Wednesday in Wyoming -- May 24, 2017

Today's post is going to be longer than normal, because I want to show you three Horned Lark chicks from hatching to fledgling.

Did you know that Horned Larks build their nests on the ground? That would seem to make them susceptible to being trampled by cattle or humans, but somehow they survive.
As you can see, their camouflage is excellent. If it weren't for the bright orange throat of a hungry chick demanding food, you might not even notice the nest, particularly since the egg looks very much like a rock.

At this point, the nest doesn't appear too crowded, but that's because all the chicks haven't yet hatched.

Here's the second chick, just hatched. If you look closely, you can see the eldest chick with its head next to the unhatched egg and its yellow down quite visible.

What are these two siblings doing? My guess is that they're waiting for the third egg to hatch. Note that their beaks are open, probably in search of food.

At last! Three chicks and -- yes! -- three open beaks.

The nest is getting crowded now, but the triplets aren't ready to leave. Did you notice that you can see darker feathers beginning to emerge under the yellow down? I'm amazed that their beaks are closed.

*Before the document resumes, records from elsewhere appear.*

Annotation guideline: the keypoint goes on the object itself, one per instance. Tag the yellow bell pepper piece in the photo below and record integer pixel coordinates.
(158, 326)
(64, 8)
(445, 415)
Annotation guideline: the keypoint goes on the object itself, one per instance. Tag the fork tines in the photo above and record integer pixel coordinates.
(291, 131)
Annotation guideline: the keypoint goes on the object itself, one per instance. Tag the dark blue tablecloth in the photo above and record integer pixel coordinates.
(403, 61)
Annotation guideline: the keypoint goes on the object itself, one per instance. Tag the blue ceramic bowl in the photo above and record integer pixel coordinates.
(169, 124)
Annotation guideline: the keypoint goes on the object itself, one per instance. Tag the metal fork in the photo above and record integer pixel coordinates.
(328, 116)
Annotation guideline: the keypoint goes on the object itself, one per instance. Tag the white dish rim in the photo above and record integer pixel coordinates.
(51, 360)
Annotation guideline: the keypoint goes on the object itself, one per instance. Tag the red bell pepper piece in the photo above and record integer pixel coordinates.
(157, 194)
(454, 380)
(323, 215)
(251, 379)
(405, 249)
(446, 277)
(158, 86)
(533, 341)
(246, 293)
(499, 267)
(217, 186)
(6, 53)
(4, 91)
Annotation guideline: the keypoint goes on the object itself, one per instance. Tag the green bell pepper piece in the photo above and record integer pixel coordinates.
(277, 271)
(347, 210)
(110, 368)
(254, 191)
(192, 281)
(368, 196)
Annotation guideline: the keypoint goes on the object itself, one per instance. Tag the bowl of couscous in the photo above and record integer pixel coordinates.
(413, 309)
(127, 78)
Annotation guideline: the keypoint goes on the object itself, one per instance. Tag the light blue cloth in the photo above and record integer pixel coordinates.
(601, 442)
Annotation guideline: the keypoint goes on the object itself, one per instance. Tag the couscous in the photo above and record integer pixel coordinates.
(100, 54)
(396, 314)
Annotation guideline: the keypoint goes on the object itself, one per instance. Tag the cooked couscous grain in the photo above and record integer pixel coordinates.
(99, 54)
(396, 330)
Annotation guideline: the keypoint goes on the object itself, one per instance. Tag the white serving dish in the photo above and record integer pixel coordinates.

Here they are, beginning to look more like birds than chicks and almost ready to leave the nest. Good thing, since the nest is now very crowded.

Once they leave the nest, I see them perched on fence posts and hear their song, and then the cycle begins again.

Wednesday, May 17, 2017

Wednesday in Wyoming -- May 17, 2017

I was fascinated when this bird appeared, since I'd never seen one with such a pronounced chest patch.  It turns out that it's a Northern Flicker, part of the woodpecker family.

Wednesday, May 10, 2017

Wednesday in Wyoming -- May 10, 2017

What are this pair of hawks doing?  Dining!  At first the younger one appeared content to watch its parent, but soon the lure of fresh meat took over.
As you can see, there was a bit of a struggle.  You can guess who won.

The next morning, the youngster returned to the same site, as if expecting food to have been delivered there.  It wasn't.

I believe these are Swainson's hawks, which are common here, but I'm not 100% certain.  Can you confirm that?

Wednesday, May 3, 2017

Wednesday in Wyoming -- May 3, 2017


This month I'm going to feature some of the birds that have visited (or even taken up residence) in my yard.

Do you recognize this one?  It spent a lot of time on the birdbath, then hopped to the ground and stayed there for the better part of an hour one morning, which gave me plenty of time to pull out my trusty Audubon Field Guide and identify it.

This is -- drum roll, please -- an American Kestrel, a member of the falcon family.